Au sein de l’Union européenne, on rencontre trois sortes de législations:

– Celles qui considèrent l’usage de cannabis comme une infraction pénale,

– Celles qui considèrent cet usage comme une infraction administrative (passible de sanctions administratives),

 – Enfin, dans 15 pays membres de l’UE, l’usage du cannabis en tant que tel n’est pas interdit par la loi mais sa détention en petite quantité pour usage personnel constitue une infraction pénale ou administrative.

Aux Pays Bas, la détention et la vente de cannabis ne sont pas légales, mais elles sont tolérées sous certaines conditions. La Hollande n’a jamais légalisé la production du cannabis sur son territoire, et ne s’intéresse pas aux sources d’approvisionnement des coffee shops qui relèvent d’une réglementation nationale. On y dénombre moins de 9 000 interpellations pour infractions relatives aux drogues douces en 2012 pour l’ensemble du pays, 18 300 pour l’ensemble des drogues, soit dix fois moins qu’en France.

J’ajoute pour finir que la prévalence du cannabis est inférieure en Hollande à celle constatée chez nous : 13,7% sur les douze derniers mois pour les 15-34 ans contre 17,5 en France, malgré une législation infiniment plus répressive et aucune tolérance pour la vente libre.

La présente proposition de loi a pour objet ded’autoriser l’usage et d’encadrer de manière très rigoureuse la vente au détail aux personnes majeures et l’usage de plantes de cannabis et de produits dérivés issus de cultures et de pratiques culturales contrôlées, et dont les caractéristiques et la teneur en principe psychoactif (tétrahydrocannabinol ou THC) seraient réglementées.

Nous avons depuis peu plusieurs exemples de dépénalisation et de légalisation contrôlée du cannabis. L’Uruguay a adopté un ensemble de lois légalisant et réglementant les usages non médicaux du cannabis. Le modèle uruguayen repose sur un degré d’intervention gouvernementale plus élevé que les modèles commerciaux des Etats de Washington et du Colorado aux Etats-Unis dans tout le circuit allant de la production à la vente. Les recettes liées au cannabis ont été fin 2014 de 570 millions d’euros au Colorado selon une estimation.

Le rapport de Terra Nova envisage quant à lui la légalisation du cannabis et la structuration d’un monopole public avec les meilleures garanties en termes de contrôle de la prévalence et de protection des populations les plus vulnérables. Il faudra également assécher le marché noir de quelque 100 000 personnes en baissant dans un premier temps le prix du gramme de cannabis légal, puis l’augmenter comme le tabac afin d’empêcher l’augmentation de la prévalence.
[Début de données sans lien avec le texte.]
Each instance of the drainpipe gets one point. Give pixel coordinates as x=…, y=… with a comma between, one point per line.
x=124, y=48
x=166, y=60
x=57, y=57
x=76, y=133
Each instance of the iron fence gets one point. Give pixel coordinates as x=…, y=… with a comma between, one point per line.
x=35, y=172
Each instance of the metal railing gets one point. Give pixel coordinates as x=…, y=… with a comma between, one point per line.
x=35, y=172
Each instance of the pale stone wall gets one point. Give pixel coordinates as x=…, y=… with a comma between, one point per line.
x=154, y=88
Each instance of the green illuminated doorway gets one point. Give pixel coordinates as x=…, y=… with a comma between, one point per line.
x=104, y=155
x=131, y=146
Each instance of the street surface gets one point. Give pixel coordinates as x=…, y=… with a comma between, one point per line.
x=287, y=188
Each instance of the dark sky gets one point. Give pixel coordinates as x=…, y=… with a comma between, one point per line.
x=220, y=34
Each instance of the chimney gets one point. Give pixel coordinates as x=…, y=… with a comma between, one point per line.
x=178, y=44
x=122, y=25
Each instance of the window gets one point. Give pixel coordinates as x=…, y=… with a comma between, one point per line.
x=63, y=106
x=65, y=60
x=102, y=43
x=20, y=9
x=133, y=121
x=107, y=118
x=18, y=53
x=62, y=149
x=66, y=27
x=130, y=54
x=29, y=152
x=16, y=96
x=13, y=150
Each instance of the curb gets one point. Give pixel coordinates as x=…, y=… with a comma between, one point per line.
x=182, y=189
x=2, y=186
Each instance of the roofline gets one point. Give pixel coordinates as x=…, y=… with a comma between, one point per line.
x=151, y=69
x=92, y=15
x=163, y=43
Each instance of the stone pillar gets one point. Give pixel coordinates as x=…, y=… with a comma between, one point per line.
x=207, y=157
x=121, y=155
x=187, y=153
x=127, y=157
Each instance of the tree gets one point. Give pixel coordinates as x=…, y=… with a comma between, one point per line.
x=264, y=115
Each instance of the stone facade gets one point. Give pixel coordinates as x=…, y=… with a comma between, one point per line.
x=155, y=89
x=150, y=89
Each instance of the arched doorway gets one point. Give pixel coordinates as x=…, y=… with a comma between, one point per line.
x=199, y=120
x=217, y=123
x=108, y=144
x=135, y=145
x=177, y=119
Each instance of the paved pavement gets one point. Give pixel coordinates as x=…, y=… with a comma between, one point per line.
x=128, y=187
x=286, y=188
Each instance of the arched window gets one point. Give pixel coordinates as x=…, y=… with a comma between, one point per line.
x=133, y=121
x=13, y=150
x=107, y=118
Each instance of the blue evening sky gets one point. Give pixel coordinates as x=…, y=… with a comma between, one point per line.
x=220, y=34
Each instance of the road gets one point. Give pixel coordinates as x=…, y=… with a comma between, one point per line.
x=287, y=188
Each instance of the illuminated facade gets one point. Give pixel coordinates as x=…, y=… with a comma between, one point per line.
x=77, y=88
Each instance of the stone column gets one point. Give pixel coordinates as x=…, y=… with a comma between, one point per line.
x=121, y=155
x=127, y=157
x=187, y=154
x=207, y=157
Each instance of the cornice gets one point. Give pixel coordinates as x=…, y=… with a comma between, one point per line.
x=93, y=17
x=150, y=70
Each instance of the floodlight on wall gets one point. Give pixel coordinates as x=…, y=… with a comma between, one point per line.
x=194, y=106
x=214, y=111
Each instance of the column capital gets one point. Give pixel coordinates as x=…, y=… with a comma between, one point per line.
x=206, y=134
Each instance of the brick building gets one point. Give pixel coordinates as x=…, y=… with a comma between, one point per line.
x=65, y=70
Cette légalisation serait une source de revenus fiscaux considérables et génèrerait la création d’au moins 13 000 emplois, hors ceux liés à la production, sans compter le coup porté aux réseaux de la drogue, à la criminalité qui leur est associée et à l’une des sources de financement du terrorisme.

Cette PPL est la première du genre à être déposée et débattue dans l’histoire parlementaire française. J’espère de tout cœur, cherEs Collègues, que vous lui apporterez vos suffrages. Mais quand bien même vous hésiteriez à le faire, l’examen de ce texte contribuera indéniablement à l’indispensable processus de sensibilisation de l’opinion publique et des responsables politiques à une question sociétale, sociale et sanitaire cruciale. Le débat est donc ouvert, publiquement, et au plus haut niveau. Voilà qui est fort bien.